I got the clear polyurethane 3M tape today - 2 yards of the 5" is plenty to do a 750's cowl (you can split about 20" of the 5" wide tape to get (2) 2.5" widths for the lower cowl). I did find that it was intended to go on a smooth surface such as a painted fuselage, not on the rough fiberglass weave. Yesterday, I mounted the cowl, then went around the fuselage with painter's tape to mark where the cowl edge is. Today, I wiped that area down with alcohol and applied the tape about a 1/16" away from the painter's tape and parallel. Just like putting on vinyl decals, etc., you have to work it somewhat as you put it down to prevent air bubbles.
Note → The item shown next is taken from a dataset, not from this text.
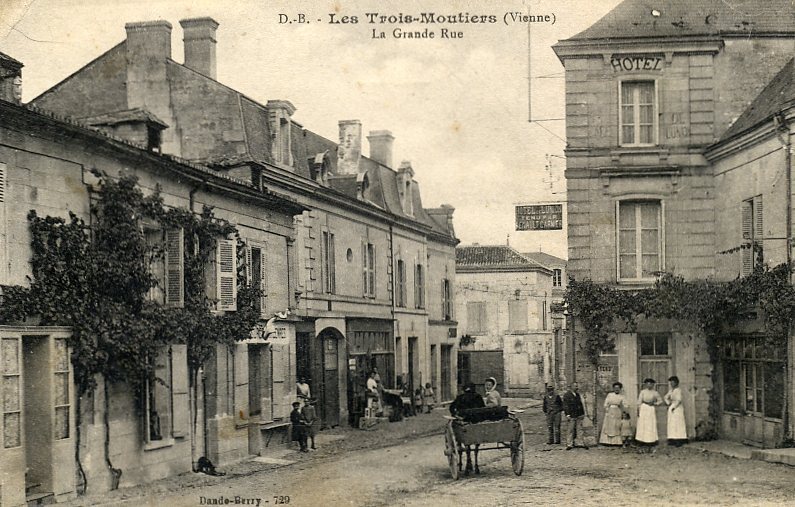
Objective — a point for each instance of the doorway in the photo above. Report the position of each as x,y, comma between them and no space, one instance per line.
329,385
I then slid an Xacto knife along the edge of the fuselage's sheet metal to cut off the overhanging 3M tape.

 

I found that a woodburning tool with a small, sharp tip works great to melt-through the tape to open up the holes for the nutplates on the lower cowl. Rather than melt through the larger holes for the Camloc sockets on the upper cowl, I chucked an Xacto blade in the woodburning tool and it cleanly cut around the edge of the hole to remove the tape.

 

Hopefully, this will prevent some chafing and keep the paint on the metal, protecting it from corrosion. It should also provide some small measure of protection from scratching the area with an errant Camloc!

 

Hi John,

 

Sounds like you have it sorted, if the tape wears off you can also get a teflon paint which would probably work good in the same situation as well, we use it on our aircraft at work instead of the antichaff tape to good effect but if the fibreglass is rough it may not be quite as effective as the tape although still better than nothing.